Proficiency in shared interactions with others necessitates an assortment of cognitive, social, and verbal skills. From the social realm, adolescents need to understand the behavior of others. This is not limited to just understanding other people’s behaviors but also understanding that they, themselves, may have different perspectives, intentions, and knowledge. In order for this to occur successfully, they need to identify social cues and modify their strategies on the basis of the feedback received from a social peer. Cognitively, a child is required to keep focused and attentive and use information to plan and reason how to organize behaviors to achieve problem solving with others (Landry, Smith & Swank, 2009). This is executive functioning which enters the realm of higher mental function (Ormrod, 2008). When a person goes from child to adolescent there needs to be an understanding of other people’s behavior. It is critical in being able to function in society. When this area is not developed fully it may cause issues in the area of self-concept, maturity and behavior (Steinberg, 2005).

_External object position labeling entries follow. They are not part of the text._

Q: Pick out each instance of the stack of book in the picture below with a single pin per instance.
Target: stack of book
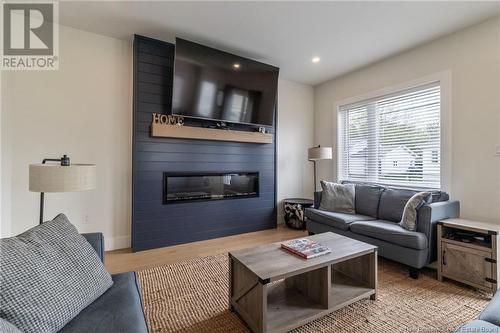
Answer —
(305, 248)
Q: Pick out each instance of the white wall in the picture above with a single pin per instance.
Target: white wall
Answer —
(295, 135)
(85, 110)
(473, 58)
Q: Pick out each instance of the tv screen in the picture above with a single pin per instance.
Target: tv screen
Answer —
(216, 85)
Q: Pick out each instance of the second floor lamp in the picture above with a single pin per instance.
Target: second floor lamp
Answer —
(317, 153)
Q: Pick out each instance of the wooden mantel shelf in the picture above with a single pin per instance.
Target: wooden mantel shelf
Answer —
(201, 133)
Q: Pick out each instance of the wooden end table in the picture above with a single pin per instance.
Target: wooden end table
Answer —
(275, 291)
(468, 253)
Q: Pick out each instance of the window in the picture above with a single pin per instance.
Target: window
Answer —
(393, 139)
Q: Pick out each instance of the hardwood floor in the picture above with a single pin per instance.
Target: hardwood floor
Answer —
(125, 260)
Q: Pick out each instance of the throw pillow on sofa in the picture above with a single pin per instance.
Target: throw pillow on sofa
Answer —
(409, 219)
(49, 274)
(338, 197)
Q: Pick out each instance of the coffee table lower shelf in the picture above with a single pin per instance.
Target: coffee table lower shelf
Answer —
(283, 305)
(289, 308)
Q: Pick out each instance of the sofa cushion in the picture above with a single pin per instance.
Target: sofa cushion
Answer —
(477, 326)
(367, 198)
(392, 203)
(118, 310)
(6, 327)
(335, 219)
(338, 197)
(390, 232)
(49, 274)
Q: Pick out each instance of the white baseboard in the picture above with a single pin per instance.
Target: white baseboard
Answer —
(115, 243)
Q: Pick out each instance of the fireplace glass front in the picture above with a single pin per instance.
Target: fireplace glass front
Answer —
(181, 187)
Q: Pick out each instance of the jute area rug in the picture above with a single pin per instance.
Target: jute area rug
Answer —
(192, 296)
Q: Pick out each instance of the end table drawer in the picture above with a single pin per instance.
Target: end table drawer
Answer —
(467, 265)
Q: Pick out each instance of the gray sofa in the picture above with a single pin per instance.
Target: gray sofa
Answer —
(488, 321)
(119, 309)
(378, 212)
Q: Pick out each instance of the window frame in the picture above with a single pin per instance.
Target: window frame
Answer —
(444, 80)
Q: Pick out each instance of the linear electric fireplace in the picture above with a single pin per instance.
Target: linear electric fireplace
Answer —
(182, 187)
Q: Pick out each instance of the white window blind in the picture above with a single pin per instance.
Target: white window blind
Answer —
(393, 139)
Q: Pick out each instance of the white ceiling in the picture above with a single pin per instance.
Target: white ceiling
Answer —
(345, 35)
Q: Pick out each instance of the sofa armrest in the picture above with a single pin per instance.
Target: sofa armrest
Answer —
(317, 198)
(491, 313)
(427, 217)
(96, 239)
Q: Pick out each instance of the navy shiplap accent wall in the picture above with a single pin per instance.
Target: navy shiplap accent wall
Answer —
(155, 224)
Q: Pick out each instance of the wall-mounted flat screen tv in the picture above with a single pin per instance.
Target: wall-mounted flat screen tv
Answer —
(216, 85)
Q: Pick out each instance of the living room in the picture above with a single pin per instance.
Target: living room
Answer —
(165, 166)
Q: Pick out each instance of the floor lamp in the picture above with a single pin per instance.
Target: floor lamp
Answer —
(60, 177)
(315, 154)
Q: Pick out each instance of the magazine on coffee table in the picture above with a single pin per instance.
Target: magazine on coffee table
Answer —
(305, 248)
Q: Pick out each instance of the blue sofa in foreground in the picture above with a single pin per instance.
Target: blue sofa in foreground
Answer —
(488, 321)
(118, 310)
(376, 221)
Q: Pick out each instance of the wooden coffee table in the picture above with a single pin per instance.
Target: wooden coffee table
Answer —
(275, 291)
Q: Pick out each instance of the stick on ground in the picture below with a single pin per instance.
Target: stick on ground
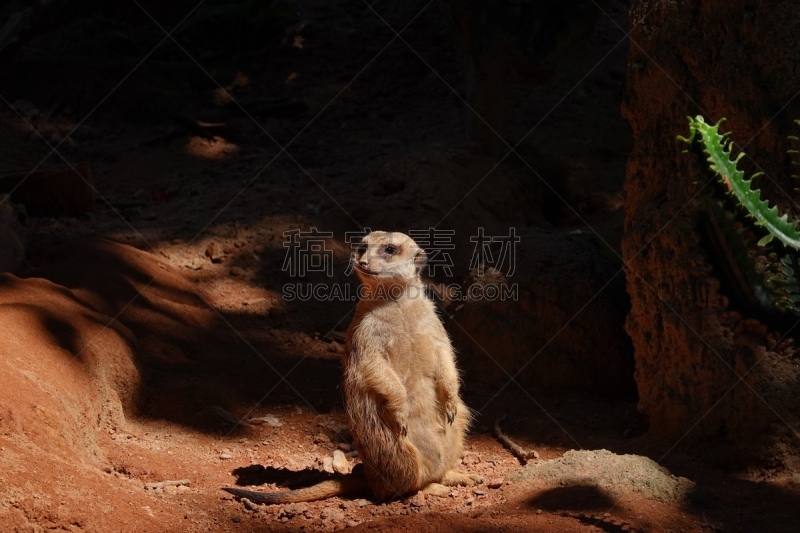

Integration of the many skills needed to function in more complex social situations is social problem solving. The ability to plan, sequence behaviors, and alter problem-solving strategies on the basis of feedback is often referred to as involving executive processing. Many theorists believe this is a critical set of behaviors for social competence because they help the child organize the information from the environment and process it to effectively comprehend social experiences. There is also an emphasis on the fact that social problem-solving requires specific behaviors. Examples would be goal directedness and planning. These behaviors fall under the heading of self-regulation. For adolescents to function competently they require the ability to create new strategies for use in unique situations and they must be able to self-examine in order to restrain behaviors that are not appropriate for the social situation. Integration of these skills is occurring across childhood (Astington & Pelletier, 2005). In sSaying that though, there is a prolonged progressive course where these abilities multiply in complexity as the child enters into adolescence. These behaviors are multidimensional, and can fluctuate fluidly depending on the social context (Steinberg, Dahl, Keating, Kupfer, Masten, & Pine 2006).
Social context is very important when looking at juvenile crime and recidivism rates. A common response that spans history, in the public’s concern with juvenile delinquency and violence has been to pass legislation promising stiffer penalties as well as harsher sentences for juvenile offenders. What needs to be seen, though is the fact that crime damages people, communities, and relationships. There needs to be a balance created that includes the needs of the victim, offender, and communities. For there to be a healthy restoration process each party needs to be involved. While an offender needs to be punished unless there are support systems in place for the offender, when released, the recidivism rates for that particular offender will continue to rise (Stenhjem, 2003).